The testing, which measured drivers for golfers swinging under 90 mph, put the Qi4D at 199.54 yards total distance, behind the Srixon ZXi, LA GOLF driver, and Titleist GT2. Not a bad showing, but not a headline either. What stands out is the balance: 58.3 percent straight shots and 95.5 percent playable results. The Qi4D avoided the tradeoffs that plague several longer options in the test. Titleist's GT2, for example, grabbed third in distance but dropped to 51.9 percent straight, the kind of gap that compounds over eighteen holes.
This is consistent with where TaylorMade has positioned itself over the past two years. The company has moved away from marketing pure distance claims and toward a broader performance message. The Qi line emphasizes face flexibility and forgiveness across the hitting area, not just center-strike ball speed. That approach resonates with the slow swing speed demographic, which tends to need help on mishits more than it needs another five yards on flushed drives.
The competitive picture here is worth noting. Srixon topped the test with 204.36 yards and 61.6 percent straight, a combination that rarely shows up together. LA GOLF, still a relative newcomer to the equipment conversation, posted the best accuracy numbers while staying above 200 yards. These are not brands TaylorMade traditionally worries about at retail, but test results like this shape purchase decisions at the demo day level.
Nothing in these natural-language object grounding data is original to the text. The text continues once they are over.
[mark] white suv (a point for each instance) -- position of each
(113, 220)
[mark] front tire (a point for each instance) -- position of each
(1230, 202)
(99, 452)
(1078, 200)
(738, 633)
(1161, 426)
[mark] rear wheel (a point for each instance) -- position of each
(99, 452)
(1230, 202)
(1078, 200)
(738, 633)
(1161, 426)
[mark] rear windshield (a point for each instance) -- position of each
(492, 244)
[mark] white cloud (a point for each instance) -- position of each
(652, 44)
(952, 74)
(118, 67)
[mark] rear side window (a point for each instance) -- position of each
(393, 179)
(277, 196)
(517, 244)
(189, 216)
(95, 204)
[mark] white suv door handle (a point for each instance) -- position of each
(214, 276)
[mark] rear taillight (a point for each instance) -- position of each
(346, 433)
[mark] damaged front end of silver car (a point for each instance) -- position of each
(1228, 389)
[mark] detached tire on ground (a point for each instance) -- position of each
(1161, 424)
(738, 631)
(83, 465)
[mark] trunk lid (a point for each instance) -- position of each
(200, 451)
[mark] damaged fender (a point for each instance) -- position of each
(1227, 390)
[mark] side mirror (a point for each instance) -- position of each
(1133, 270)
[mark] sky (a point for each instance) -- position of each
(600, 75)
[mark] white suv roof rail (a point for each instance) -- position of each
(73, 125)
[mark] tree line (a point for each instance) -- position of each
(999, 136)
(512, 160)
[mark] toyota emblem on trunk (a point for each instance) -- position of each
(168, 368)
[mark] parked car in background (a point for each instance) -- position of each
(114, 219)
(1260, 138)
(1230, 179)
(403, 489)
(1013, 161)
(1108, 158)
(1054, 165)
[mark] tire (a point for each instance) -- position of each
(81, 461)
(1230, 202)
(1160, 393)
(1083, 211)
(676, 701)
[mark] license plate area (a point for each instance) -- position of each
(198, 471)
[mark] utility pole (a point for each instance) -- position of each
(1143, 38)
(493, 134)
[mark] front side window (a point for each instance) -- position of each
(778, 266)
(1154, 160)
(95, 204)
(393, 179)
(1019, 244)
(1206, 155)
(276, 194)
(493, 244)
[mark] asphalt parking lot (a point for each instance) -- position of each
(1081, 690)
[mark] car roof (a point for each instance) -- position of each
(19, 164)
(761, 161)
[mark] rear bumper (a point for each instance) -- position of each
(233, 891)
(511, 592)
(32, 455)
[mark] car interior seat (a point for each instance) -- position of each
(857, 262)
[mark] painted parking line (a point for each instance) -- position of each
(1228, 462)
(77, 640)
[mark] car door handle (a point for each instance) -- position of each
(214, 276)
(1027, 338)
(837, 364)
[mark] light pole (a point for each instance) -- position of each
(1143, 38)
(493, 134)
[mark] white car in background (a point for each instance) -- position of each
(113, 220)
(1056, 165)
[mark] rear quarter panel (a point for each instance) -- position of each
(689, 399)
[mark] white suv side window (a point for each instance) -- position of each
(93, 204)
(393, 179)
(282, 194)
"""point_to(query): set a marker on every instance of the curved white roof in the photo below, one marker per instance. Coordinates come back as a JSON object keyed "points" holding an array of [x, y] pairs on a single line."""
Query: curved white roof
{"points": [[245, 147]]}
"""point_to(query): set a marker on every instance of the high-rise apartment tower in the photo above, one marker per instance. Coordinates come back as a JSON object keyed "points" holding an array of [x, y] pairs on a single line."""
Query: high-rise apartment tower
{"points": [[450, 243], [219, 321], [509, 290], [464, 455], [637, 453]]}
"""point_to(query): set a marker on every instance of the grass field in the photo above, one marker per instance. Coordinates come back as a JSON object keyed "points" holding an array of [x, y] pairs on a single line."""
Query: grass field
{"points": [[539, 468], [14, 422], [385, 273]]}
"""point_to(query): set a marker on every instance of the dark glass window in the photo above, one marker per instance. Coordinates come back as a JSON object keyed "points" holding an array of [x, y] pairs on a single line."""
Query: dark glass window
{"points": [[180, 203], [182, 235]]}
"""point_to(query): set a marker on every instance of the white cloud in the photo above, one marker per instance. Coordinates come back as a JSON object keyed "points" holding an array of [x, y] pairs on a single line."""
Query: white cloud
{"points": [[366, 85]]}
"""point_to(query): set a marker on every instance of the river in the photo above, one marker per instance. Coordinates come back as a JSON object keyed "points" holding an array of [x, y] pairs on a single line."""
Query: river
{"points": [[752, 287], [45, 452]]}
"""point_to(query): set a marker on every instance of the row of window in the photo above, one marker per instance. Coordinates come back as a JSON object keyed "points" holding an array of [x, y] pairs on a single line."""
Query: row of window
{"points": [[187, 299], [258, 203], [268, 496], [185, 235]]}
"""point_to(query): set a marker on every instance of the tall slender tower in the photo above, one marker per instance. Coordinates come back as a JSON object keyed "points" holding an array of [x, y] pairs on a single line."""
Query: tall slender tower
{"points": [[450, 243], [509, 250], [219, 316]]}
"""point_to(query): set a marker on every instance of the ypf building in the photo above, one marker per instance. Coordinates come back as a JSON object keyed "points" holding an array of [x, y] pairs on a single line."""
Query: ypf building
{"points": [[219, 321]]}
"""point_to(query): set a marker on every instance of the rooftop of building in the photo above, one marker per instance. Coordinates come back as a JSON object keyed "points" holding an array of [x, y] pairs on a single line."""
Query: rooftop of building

Ranked second globally with a 22 percent month-over-month gain, TaylorMade is not hurting for momentum. But the slow swing speed segment is where market share battles are increasingly won. Baby boomers aging into this category have disposable income and brand loyalty that can be shaken by the right test results. A fourth-place finish does not threaten TaylorMade's position, but it does give Srixon and LA GOLF something to print on a counter card.
The Qi4D's profile, solid across multiple metrics without leading any single one, is a defensible position. It is not the kind of result that moves drivers off the shelf by itself, but it avoids the kind of red flag that sends a shopper to the next fitting bay. For a brand with TaylorMade's distribution and marketing reach, being good enough everywhere may be more valuable than being best at one thing.